Roccos Magnificent Mayonnaise
- 6 tablespoons white vinegar
- 4 tablespoons cornstarch
- 1 17.6-ounce container Greek yogurt
- 3 tablespoons Dijon mustard
- 4 packets (14 g) Truvia
- 1 teaspoon salt
- In a small bowl, whisk the vinegar into the cornstarch.
- Whisk 2/3 cup of the yogurt into the vinegar mixture.
- Pour the yogurt and vinegar mixture into a small saucepan and cook over high heat, whisking constantly, until it comes to a boil.
- (The yogurt mixture will thicken very quickly.)
- When it is very thick, scrape it into the bowl of a food processor.
- Blend the yogurt mixture for about 1 minute.
- Turn off the food processor and scrape down the sides of the bowl.
- Continue to blend the yogurt mixture until it is slightly cool and very smooth, about 3 more minutes.
- Add the remaining yogurt, mustard, Truvia, and salt to the mixture.
- Blend for another minute.
- Scrape down the sides of the bowl and blend for 30 more seconds.
- Pour the mayonnaise into a plastic container.
- Cover tightly and place in the refrigerator until it is cold and firm, about 2 hours.

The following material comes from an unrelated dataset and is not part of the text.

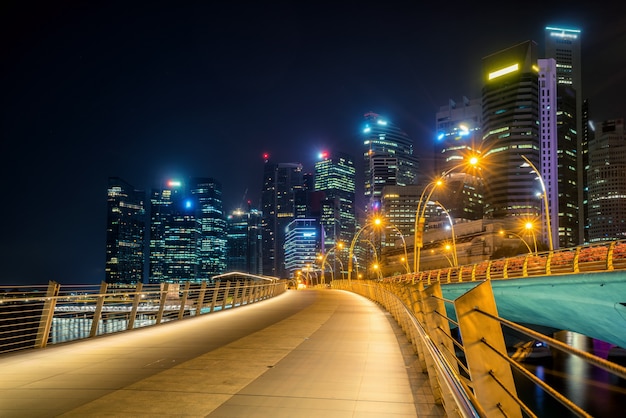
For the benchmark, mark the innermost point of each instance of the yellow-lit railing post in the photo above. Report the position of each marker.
(47, 314)
(490, 373)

- The mayonnaise can be stored in the refrigerator for up to 1 week.
- Fat: 10g (before), 1.1g (after)
- Calories: 360 (before), 18 (after)
- Protein: 0g
- Carbohydrates: 1g
- Cholesterol: 3mg
- Fiber: 0g
- Sodium: 85mg
white vinegar, cornstarch, yogurt, mustard, packets, salt
Taken from www.epicurious.com/recipes/food/views/rocco-s-magnificent-mayonnaise-374996 (may not work)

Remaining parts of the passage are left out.